Przesiedlenie – zorganizowane przemieszczenie ludności, najczęściej dobrowolne, ale w niektórych wypadkach także przeprowadzane w warunkach przymusu sytuacyjnego (zagrożenia, które wpływa na podjęcie decyzji o wyjeździe), połączone z osiedleniem.
Pytania do źródła:
Pytania dla uczniów szkoły podstawowej i uczniów szkoły średniej (poziom podstawowy):
1.W jakim położeniu znaleźli się Polacy po zajęciu miasta przez wojska radzieckie?

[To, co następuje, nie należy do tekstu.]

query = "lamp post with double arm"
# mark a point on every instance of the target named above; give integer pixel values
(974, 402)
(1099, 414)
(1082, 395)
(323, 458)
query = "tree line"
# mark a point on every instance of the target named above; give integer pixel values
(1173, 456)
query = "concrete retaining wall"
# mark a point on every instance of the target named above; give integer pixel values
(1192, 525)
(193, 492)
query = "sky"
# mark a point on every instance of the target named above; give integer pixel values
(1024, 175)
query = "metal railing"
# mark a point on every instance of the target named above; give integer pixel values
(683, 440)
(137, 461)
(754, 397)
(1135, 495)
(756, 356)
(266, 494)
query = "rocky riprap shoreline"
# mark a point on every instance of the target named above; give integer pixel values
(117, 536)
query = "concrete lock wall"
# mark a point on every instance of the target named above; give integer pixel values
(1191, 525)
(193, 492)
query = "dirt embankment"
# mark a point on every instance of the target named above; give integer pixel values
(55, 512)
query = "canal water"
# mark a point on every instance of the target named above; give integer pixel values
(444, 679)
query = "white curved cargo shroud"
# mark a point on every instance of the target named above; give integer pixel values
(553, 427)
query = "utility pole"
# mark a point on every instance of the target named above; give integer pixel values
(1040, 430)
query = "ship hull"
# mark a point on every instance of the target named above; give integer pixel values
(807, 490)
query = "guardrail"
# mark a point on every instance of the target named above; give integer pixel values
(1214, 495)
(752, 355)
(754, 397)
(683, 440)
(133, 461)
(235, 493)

2.Jak Polacy przygotowywali się do wyjazdu?
3.Jak przebiegała podróż na zachód?
Pytania dla uczniów szkoły średniej (poziom rozszerzony): pytania dla poziomu podstawowego, a ponadto:
1.Jak autor odbiera terminy: repatriacja, repatriować?

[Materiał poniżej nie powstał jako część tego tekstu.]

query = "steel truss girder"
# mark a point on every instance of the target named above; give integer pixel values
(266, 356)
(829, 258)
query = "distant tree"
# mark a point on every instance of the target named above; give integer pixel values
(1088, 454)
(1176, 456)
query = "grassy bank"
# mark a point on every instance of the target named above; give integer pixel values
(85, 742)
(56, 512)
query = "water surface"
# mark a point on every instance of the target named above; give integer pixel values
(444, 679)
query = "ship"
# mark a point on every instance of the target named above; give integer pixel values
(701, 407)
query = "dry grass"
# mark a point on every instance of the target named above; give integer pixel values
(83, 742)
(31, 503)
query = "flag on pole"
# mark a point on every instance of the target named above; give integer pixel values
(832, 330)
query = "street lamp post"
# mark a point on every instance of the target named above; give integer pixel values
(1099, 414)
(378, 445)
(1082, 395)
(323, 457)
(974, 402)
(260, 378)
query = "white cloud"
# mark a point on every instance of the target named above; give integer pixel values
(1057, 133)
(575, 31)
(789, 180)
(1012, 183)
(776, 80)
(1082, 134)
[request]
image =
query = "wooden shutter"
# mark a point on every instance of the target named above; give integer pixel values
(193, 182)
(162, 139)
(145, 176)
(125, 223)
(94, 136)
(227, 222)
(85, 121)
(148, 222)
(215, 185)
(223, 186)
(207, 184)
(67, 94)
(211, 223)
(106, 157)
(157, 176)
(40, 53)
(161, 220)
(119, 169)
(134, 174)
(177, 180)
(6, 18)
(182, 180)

2.Jaki był stosunek Polaków do przesiedlenia na zachód?
Literatura pomocnicza (wyłącznie w formie linków do baz i stron internetowych):
https://rcin.org.pl/Content/113600/WA308_141968_P714_Gdy-dom-nie-jest-dom_I.pdf
http://archiwumkresowe.pl/repatriacja-z-kresow-wschodnich-na-kresy-zachodnie/
http://www.transodra-online.net/pl/node/1409
https://wielkahistoria.pl/wysiedlenie-polakow-ze-lwowa-w-1946-roku-sowieci-nie-mieli-zadnej-litosci/
Najważniejsze cezury:
Po narzuceniu przez Stalina polskim komunistom tworzącym Polski Komitet Wyzwolenia Narodowego (quasi rząd) nowej granicy wschodniej opartej o rzekę Bug doszło do podpisania umów o wzajemnych przesiedleniach ludności polskiej i żydowskiej na zachód a litewskiej, białoruskiej i ukraińskiej na wschód (9-11.09.1944). Do końca 1946 r. ziemie włączone do ZSRR (przez Polaków nazywane Kresami Wschodnimi) opuściło w sposób zorganizowany ok. 1,3 mln osób (w tym ok. 800 tys. z ziem wcielonych do radzieckiej Ukrainy). Większość z nich osiedlono na ziemiach zachodnich i północnych, włączonych do Polski w 1945 r.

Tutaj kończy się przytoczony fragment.